本作のプロデュースを手がけたのは、Queens of the Stone Ageのフロントマン、ジョシュ・ホーミ。レコーディングはアメリカのジョシュア・ツリーにあるランチで行われ、荒涼とした砂漠の風景がそのままサウンドに反映されたかのような、ヘヴィかつムーディーな音像が特徴的だ。
全曲レビュー
1. My Propeller
ダークなギターリフと低音の効いたリズムが印象的なオープニング。アレックス・ターナーのヴォーカルは抑え気味で、妖艶な雰囲気を醸し出す。ミステリアスな歌詞が、アルバムの新たな世界観を象徴している。
2. Crying Lightning
リードシングルであり、本作のハイライトのひとつ。トリッキーなリズムと不穏なメロディが絡み合い、サイケデリックなムードを強調。歌詞では、支配的な恋人との関係を描いており、ターナーの巧みな語り口が際立つ。
3. Dangerous Animals
奇妙なリズムと呪術的なボーカルの反復が特徴的。ダークで中毒性のあるグルーヴが際立ち、バンドの新たな音楽性が存分に発揮されている。
4. Secret Door
アルバムの中では比較的メロディアスな楽曲。静かなイントロから次第に壮大な展開へと向かい、エモーショナルな歌詞がアルバムの中で異彩を放つ。
5. Potion Approaching
ヘヴィなギターと不安定なリズムが交錯する、実験的なトラック。混沌とした展開が、アルバムのサイケデリックなムードをさらに強調している。
6. Fire and the Thud
アレックス・ターナーの恋人であったアレクサ・チャンの影響を感じさせる楽曲。静かでメロウな雰囲気から、じわじわと高揚する展開が美しい。
7. Cornerstone
アルバムの中で最もポップな楽曲。切ない恋愛を描いたリリックが印象的で、カントリーや60年代ポップの影響を感じさせる。メロディアスなコーラスが心に残る名曲。
8. Dance Little Liar
重厚なドラムと不穏なギターが絡み合う。ターナーのボーカルは冷たく響き、嘘と裏切りをテーマにした歌詞が、アルバムのダークな雰囲気をさらに深めている。
9. Pretty Visitors
カオティックなオルガンのイントロが印象的な一曲。パンク的な疾走感と、不気味な雰囲気が共存しており、ライブでの激しいパフォーマンスでも知られる楽曲。
10. The Jeweller’s Hands
アルバムのラストを飾る、ミステリアスなトラック。ゆったりとしたリズムと幻想的なギターが交錯し、映画のエンディングのような余韻を残す。
総評
Humbugは、それまでのArctic Monkeysのイメージを根本から覆した作品だ。ジョシュ・ホーミのプロダクションによって、バンドはよりダークでヘヴィなサウンドを獲得し、サイケデリックなムードとミステリアスなリリックが際立つアルバムとなった。

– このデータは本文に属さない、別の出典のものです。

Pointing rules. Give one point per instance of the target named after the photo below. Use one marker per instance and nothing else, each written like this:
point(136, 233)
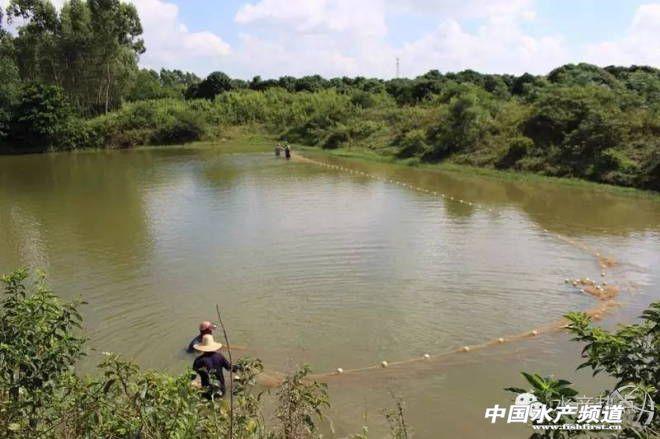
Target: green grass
point(367, 155)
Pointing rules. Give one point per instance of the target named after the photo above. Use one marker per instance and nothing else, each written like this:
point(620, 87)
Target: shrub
point(517, 149)
point(411, 143)
point(629, 355)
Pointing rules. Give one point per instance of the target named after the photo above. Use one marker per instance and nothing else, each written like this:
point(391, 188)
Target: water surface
point(316, 265)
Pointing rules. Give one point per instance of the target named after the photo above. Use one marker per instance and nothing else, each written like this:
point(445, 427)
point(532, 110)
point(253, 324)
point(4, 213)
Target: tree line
point(69, 78)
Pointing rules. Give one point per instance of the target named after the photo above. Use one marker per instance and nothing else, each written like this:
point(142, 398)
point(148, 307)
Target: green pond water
point(316, 265)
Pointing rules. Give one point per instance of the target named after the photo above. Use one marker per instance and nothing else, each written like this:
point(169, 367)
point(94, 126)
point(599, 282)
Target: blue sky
point(271, 38)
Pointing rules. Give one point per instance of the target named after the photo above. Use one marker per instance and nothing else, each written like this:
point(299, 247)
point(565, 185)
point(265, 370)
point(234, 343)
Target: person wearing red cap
point(205, 327)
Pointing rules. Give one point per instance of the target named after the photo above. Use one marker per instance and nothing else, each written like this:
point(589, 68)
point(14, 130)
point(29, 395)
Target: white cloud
point(365, 18)
point(640, 45)
point(169, 42)
point(337, 37)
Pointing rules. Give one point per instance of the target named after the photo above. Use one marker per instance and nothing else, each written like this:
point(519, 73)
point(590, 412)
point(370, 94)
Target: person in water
point(210, 364)
point(205, 328)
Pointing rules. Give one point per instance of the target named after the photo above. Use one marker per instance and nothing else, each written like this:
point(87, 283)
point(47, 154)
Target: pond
point(333, 263)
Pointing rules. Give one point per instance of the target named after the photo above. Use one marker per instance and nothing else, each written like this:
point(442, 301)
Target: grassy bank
point(569, 124)
point(371, 156)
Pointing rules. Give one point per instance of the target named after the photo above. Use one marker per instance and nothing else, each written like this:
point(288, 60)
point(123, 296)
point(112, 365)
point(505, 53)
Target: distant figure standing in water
point(210, 364)
point(205, 328)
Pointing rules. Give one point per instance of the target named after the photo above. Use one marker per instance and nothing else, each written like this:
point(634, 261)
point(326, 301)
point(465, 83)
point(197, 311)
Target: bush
point(630, 356)
point(43, 119)
point(518, 148)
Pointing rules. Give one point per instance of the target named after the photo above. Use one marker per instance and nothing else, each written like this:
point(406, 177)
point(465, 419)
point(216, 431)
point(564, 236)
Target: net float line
point(605, 293)
point(273, 379)
point(604, 262)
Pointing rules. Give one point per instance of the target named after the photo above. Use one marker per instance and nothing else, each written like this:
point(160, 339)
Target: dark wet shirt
point(211, 364)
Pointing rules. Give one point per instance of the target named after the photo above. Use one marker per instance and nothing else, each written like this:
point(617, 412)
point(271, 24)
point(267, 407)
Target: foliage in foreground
point(630, 355)
point(42, 396)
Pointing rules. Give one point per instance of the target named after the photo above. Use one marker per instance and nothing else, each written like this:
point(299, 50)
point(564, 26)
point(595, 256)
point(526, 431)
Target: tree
point(43, 119)
point(209, 88)
point(89, 48)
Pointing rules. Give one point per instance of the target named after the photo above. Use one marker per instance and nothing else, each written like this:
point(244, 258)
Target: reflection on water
point(314, 265)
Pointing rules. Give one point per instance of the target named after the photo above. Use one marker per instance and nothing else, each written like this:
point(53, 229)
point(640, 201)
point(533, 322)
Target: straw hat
point(207, 344)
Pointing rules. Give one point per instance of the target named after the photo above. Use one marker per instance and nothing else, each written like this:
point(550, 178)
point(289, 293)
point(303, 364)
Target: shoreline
point(368, 156)
point(266, 141)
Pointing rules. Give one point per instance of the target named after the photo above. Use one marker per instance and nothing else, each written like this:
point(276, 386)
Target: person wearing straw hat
point(210, 364)
point(205, 327)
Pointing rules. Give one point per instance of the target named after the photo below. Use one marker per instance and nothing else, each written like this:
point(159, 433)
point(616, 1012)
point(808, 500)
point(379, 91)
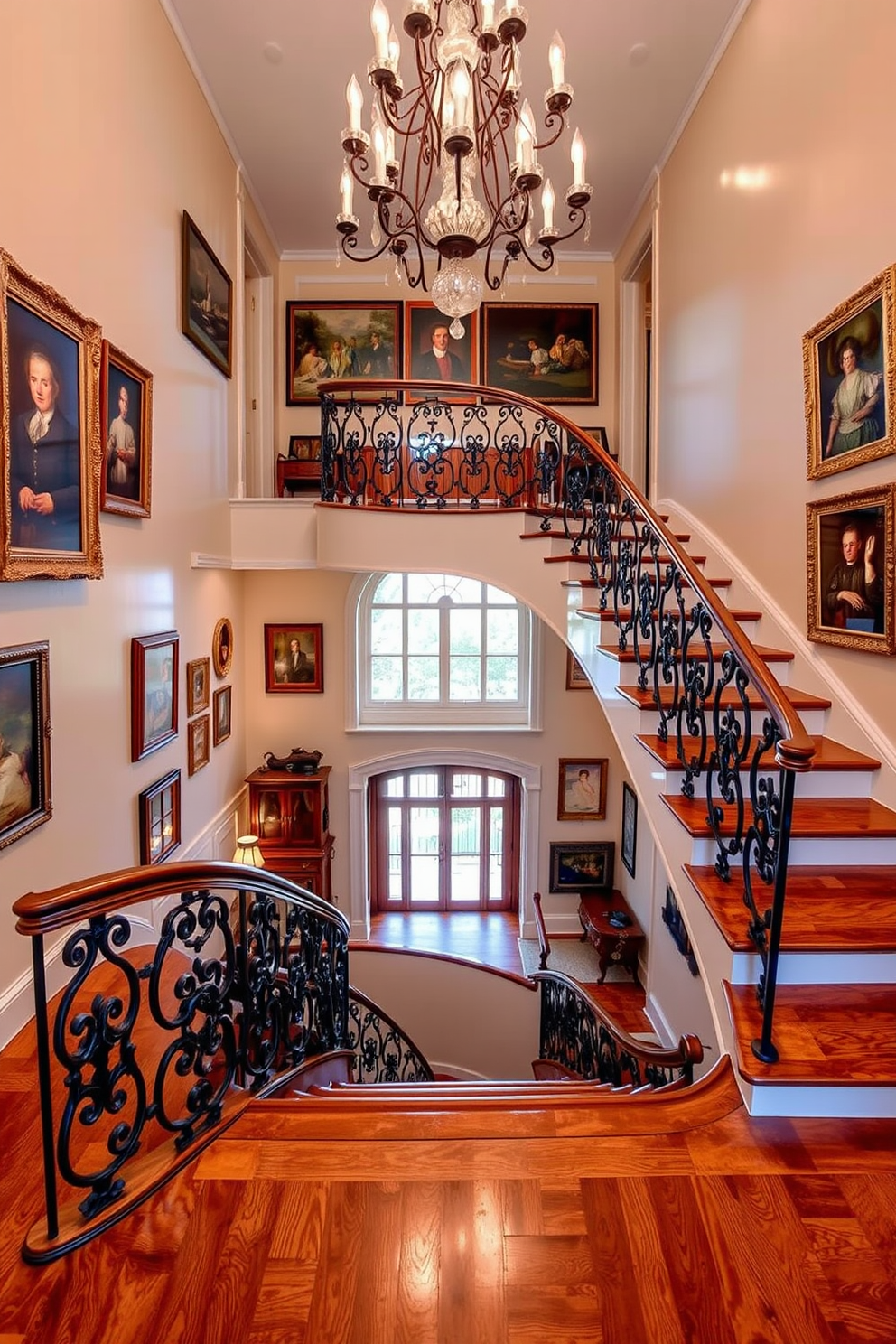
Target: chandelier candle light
point(462, 126)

本作は、デビュー時の勢いをそのままに、より深みのある音楽へとシフトしたことで、バンドのキャリアにおいて重要な転換点となった。リスナーによっては難解に感じるかもしれないが、聴き込むほどにその緻密な構成と独特の雰囲気に引き込まれる、Arctic Monkeysの最も実験的で洗練された作品のひとつである。
おすすめアルバム
- Queens of the Stone Age – …Like Clockwork (2013)
本作のプロデューサー、ジョシュ・ホーミのバンド。ダークでヘヴィなサウンドが共通点。 - The Last Shadow Puppets – The Age of the Understatement (2008)
アレックス・ターナーの別プロジェクト。オーケストラを取り入れたヴィンテージなロック。 - The Black Keys – Turn Blue (2014)
サイケデリックなブルースロック。Humbugのダークな雰囲気と共鳴する作品。 - Tame Impala – Lonerism (2012)
サイケデリック・ロックの進化形。幻想的なムードと歪んだギターが特徴。 - Nick Cave & The Bad Seeds – Push the Sky Away (2013)
ダークで詩的なリリックと、ミステリアスなサウンドスケープが本作とリンクする。